Effect of `ratios` Hyperparameter

using Random
using CSV
using DataFrames
using MLJ
using ScientificTypes
using Imbalance
using Plots, Measures

Loading Data

Let's load the Iris dataset, the objective of this dataset is to predict the type of flower as one of "virginica", "versicolor" and "setosa" using its sepal and petal length and width.

We don't need to so from a CSV file this time because MLJ has a macro for loading it already! The only difference is that we will need to explictly convert it to a dataframe as MLJ loads it as a named tuple of vectors.

X, y = @load_iris
X = DataFrame(X)
first(X, 5) |> pretty

┌──────────────┬─────────────┬──────────────┬─────────────┐
│ sepal_length │ sepal_width │ petal_length │ petal_width │
│ Float64      │ Float64     │ Float64      │ Float64     │
│ Continuous   │ Continuous  │ Continuous   │ Continuous  │
├──────────────┼─────────────┼──────────────┼─────────────┤
│ 5.1          │ 3.5         │ 1.4          │ 0.2         │
│ 4.9          │ 3.0         │ 1.4          │ 0.2         │
│ 4.7          │ 3.2         │ 1.3          │ 0.2         │
│ 4.6          │ 3.1         │ 1.5          │ 0.2         │
│ 5.0          │ 3.6         │ 1.4          │ 0.2         │
└──────────────┴─────────────┴──────────────┴─────────────┘

Our purpose for this tutorial is primarily visuallization.
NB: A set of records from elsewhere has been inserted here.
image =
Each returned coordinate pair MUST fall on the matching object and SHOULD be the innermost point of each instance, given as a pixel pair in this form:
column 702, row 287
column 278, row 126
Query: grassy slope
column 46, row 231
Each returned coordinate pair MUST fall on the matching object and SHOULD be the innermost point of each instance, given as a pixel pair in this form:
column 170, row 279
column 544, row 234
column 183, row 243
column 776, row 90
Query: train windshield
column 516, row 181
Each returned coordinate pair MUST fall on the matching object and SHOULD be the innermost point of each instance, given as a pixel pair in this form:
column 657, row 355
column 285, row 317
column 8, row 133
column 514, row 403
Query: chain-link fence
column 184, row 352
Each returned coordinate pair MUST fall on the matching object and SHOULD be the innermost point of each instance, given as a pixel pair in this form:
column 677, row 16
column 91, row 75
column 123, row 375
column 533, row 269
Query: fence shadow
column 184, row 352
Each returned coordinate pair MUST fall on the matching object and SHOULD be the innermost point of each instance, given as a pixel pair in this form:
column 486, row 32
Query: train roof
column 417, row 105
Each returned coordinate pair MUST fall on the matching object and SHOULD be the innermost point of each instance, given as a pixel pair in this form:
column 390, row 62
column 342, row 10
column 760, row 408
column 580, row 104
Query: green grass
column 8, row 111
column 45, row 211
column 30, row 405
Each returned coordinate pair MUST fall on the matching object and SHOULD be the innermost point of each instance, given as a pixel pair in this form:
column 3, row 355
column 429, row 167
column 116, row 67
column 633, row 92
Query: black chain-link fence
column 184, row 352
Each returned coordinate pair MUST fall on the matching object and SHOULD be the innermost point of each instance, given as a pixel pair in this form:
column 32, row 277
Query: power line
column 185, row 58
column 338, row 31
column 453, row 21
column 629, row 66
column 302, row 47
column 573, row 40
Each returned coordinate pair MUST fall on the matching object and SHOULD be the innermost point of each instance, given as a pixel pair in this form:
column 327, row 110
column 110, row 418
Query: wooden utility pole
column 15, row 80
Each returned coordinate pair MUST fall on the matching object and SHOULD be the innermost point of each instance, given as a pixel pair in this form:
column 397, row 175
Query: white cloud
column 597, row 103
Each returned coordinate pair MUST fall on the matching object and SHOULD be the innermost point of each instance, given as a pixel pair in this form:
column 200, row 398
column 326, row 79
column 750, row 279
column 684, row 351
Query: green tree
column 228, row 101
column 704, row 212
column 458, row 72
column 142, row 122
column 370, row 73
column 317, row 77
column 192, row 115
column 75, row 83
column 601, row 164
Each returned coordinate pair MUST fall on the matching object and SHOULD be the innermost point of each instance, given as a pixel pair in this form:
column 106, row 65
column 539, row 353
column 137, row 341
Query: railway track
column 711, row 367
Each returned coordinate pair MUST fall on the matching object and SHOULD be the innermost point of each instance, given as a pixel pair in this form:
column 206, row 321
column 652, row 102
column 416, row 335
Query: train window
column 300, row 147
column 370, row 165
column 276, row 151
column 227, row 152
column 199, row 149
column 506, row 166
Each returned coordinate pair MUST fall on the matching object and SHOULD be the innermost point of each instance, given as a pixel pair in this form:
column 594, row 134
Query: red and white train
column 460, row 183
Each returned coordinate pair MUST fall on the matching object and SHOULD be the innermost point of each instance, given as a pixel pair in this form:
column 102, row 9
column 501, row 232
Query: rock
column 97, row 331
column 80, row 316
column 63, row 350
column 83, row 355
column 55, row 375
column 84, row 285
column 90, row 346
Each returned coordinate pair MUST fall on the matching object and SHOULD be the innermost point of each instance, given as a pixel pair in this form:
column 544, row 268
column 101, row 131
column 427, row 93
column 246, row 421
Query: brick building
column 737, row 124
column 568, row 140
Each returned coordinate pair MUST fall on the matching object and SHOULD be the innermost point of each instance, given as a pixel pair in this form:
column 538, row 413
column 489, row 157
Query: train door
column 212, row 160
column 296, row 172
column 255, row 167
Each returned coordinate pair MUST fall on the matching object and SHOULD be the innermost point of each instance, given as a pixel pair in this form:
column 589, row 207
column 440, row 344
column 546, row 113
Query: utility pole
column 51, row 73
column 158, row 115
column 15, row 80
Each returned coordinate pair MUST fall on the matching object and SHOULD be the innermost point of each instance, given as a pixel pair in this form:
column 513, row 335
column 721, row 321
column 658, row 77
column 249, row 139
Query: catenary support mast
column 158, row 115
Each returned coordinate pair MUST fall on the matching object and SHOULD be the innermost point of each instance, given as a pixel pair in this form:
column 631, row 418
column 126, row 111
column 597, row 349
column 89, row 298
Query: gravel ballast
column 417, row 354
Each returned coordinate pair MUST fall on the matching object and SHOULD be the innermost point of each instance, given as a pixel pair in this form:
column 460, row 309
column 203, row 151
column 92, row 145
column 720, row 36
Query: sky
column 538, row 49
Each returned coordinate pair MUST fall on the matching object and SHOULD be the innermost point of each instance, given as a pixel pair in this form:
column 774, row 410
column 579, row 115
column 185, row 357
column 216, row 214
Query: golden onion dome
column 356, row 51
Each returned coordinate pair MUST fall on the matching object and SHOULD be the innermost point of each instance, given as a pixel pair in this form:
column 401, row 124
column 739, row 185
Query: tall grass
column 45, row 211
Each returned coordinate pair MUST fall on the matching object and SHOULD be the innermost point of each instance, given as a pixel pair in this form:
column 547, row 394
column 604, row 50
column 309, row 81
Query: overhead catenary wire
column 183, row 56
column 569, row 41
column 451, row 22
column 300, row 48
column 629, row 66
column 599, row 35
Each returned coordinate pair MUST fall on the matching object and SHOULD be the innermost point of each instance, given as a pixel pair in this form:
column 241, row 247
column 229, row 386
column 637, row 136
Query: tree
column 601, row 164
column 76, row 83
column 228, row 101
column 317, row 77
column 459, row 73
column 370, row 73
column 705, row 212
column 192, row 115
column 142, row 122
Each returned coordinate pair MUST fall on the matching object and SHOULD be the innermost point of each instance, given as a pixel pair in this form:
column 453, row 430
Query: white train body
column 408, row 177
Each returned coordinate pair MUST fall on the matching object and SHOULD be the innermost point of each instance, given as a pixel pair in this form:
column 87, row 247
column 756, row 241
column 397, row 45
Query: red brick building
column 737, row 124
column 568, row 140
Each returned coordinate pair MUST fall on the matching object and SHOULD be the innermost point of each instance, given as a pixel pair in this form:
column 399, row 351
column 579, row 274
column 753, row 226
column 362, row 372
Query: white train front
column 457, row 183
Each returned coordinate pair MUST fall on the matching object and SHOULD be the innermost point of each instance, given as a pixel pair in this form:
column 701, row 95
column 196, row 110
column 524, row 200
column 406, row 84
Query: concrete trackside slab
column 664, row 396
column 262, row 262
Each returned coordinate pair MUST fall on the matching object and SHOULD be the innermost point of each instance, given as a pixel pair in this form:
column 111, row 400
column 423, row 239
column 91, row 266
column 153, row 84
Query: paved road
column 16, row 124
Thus, let's select two of the continuous features only to work with. It's known that the sepal length and width play a much bigger role in classifying the type of flower so let's keep those only.

X = select(X, :petal_width, :petal_length)
first(X, 5) |> pretty

┌─────────────┬──────────────┐
│ petal_width │ petal_length │
│ Float64     │ Float64      │
│ Continuous  │ Continuous   │
├─────────────┼──────────────┤
│ 0.2         │ 1.4          │
│ 0.2         │ 1.4          │
│ 0.2         │ 1.3          │
│ 0.2         │ 1.5          │
│ 0.2         │ 1.4          │
└─────────────┴──────────────┘

Coercing Data

ScientificTypes.schema(X)

┌──────────────┬────────────┬─────────┐
│ names        │ scitypes   │ types   │
├──────────────┼────────────┼─────────┤
│ petal_width  │ Continuous │ Float64 │
│ petal_length │ Continuous │ Float64 │
└──────────────┴────────────┴─────────┘

Things look good, no coercion is needed.

Oversampling

Iris, by default has no imbalance problem

checkbalance(y)

virginica:  ▇▇▇▇▇▇▇▇▇▇▇▇▇▇▇▇▇▇▇▇▇▇▇▇▇▇▇▇▇▇▇▇▇▇▇▇▇▇▇▇▇▇▇▇▇▇▇▇▇▇ 50 (100.0%) 
setosa:     ▇▇▇▇▇▇▇▇▇▇▇▇▇▇▇▇▇▇▇▇▇▇▇▇▇▇▇▇▇▇▇▇▇▇▇▇▇▇▇▇▇▇▇▇▇▇▇▇▇▇ 50 (100.0%) 
versicolor: ▇▇▇▇▇▇▇▇▇▇▇▇▇▇▇▇▇▇▇▇▇▇▇▇▇▇▇▇▇▇▇▇▇▇▇▇▇▇▇▇▇▇▇▇▇▇▇▇▇▇ 50 (100.0%)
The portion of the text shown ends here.